Jesus o procurou e dialogou com ele, como dois homens de boa fé e sinceros cultores de Deus, apenas que sendo um caminheiro ainda tentando superar algumas falhas, mas firme no propósito de servir a Deus e o outro um Espírito Puro como a luz do Sol. Lindo esse diálogo, que mostra como são os puros de coração.

36. Respondeu ele: Quem é ele, Senhor, para que eu creia nele?

Queria encontrar a verdade e indagava como proceder: assim deveriam ter procedido aqueles que questionavam Jesus, se fossem humildes e bem intencionados.

37. Disse-lhe Jesus: Tu o vês, é o mesmo que fala contigo!

Tinha-se realizado um encontro entre o céu e a terra, num abraço de intenso amor à verdade, que iluminou quilômetros em volta e repercutiu junto ao próprio Pai celestial.

38. Creio, Senhor, disse ele.

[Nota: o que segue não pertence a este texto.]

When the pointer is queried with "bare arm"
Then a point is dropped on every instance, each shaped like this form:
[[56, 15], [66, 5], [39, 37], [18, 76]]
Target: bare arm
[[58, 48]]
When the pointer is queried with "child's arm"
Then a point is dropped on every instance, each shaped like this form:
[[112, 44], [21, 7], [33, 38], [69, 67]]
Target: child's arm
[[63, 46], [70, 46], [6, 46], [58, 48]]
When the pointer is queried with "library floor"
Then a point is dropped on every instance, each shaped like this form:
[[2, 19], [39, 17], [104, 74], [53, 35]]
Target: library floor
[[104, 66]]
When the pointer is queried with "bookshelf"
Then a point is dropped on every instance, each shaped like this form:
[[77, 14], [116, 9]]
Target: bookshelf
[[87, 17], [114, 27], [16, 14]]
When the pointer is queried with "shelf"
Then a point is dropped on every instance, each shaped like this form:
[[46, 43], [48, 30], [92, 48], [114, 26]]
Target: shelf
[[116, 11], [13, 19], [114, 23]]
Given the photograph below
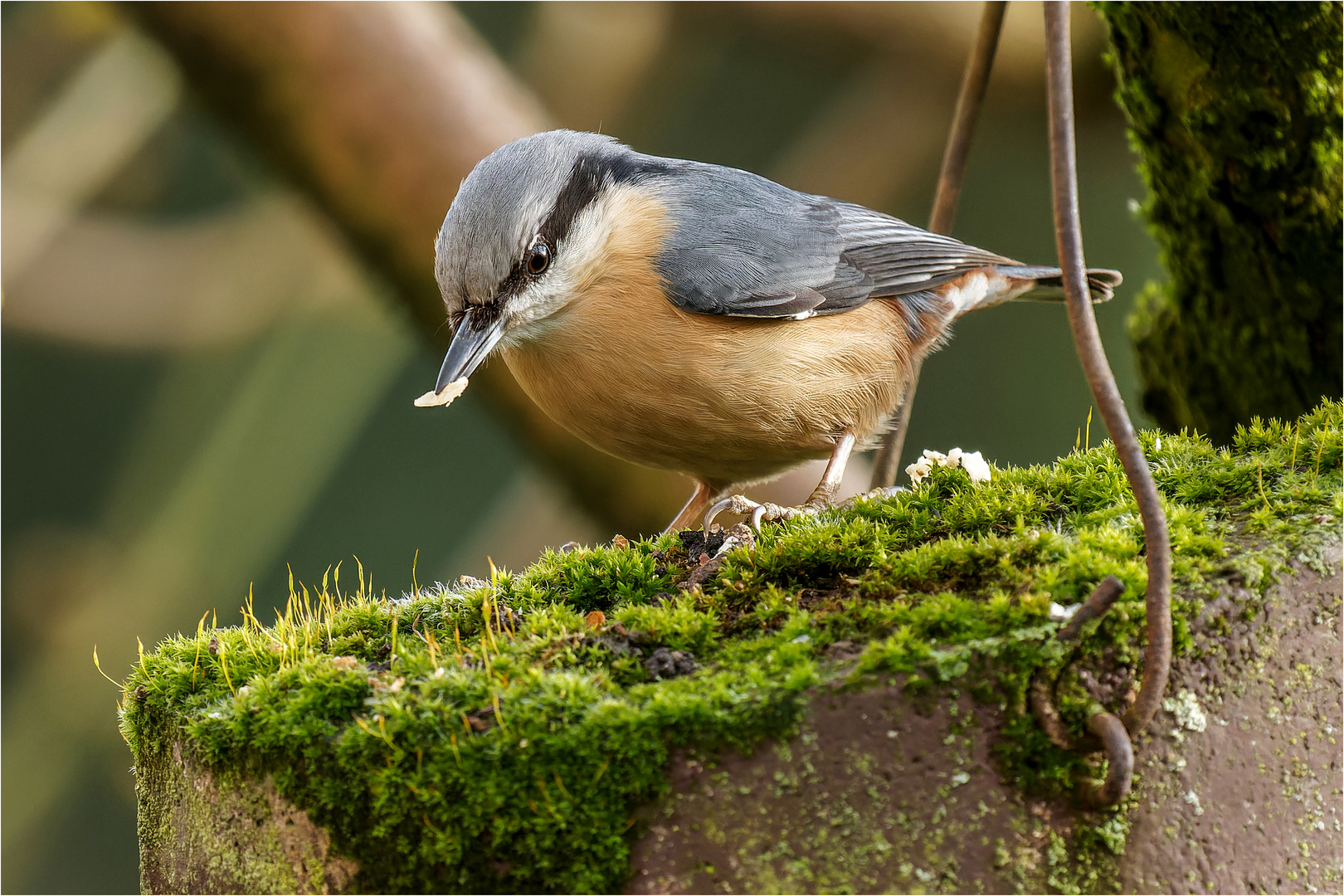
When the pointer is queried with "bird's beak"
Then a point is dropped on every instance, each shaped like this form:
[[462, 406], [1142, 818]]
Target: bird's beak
[[472, 344]]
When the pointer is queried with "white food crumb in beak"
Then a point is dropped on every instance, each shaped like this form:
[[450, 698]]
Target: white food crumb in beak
[[446, 398]]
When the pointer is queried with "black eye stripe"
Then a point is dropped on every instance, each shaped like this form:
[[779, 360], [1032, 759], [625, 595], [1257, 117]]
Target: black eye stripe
[[581, 191], [538, 258]]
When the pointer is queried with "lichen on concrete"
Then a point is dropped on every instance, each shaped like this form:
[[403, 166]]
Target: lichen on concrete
[[513, 735]]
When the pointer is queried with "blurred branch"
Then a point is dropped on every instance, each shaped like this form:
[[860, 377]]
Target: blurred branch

E, prostrando-se, o adorou.

Eis um dos maiores discípulos de Jesus, exemplo a ser seguido por todos os que querem merecer a denominação de aprendizes do Evangelho.

39. Jesus então disse: Vim a este mundo para fazer uma discriminação: os que não veem vejam, e os que veem se tornem cegos.

O importante é abrir a visão espiritual, através da qual se enxerga o Universo como uma obra maravilhosa de Deus e as outras criaturas como irmãos e irmãs muito amados. Jesus não tinha outro sentimento pelos empedernidos no orgulho que não a compaixão, que o levava sempre a procurar dialogar com eles, para despertá-los.

Daí os seguidos relatos do evangelista sobre esses diálogos, onde Jesus saía sempre com a palma da vitória, não por ter tido melhores argumentos, mas por ter enxertado em cada um daqueles corações as flores que iriam desabrochar no porvir. Louvado seja o divino Mestre por seu amor e sabedoria!

40. Alguns dos fariseus, que estavam com ele, ouviram-no e perguntaram-lhe: Também nós somos, acaso, cegos?

Eram questionadores, como as crianças que perguntam sobre os porquês de tudo, sem aguardarem a s respostas. Jesus tinha infinita paciência e lhes respondia às indagações ansiosas.

41. Respondeu-lhes Jesus: Se fôsseis cegos, não teríeis pecado, mas agora pretendeis ver, e o vosso pecado subsiste.

Depois de terem tido contato com a verdade, não poderiam mais pretextar ignorância para continuarem errando: nascia na consciência deles a responsabilidade se continuassem negando o próprio Deus, que diziam representar na Terra.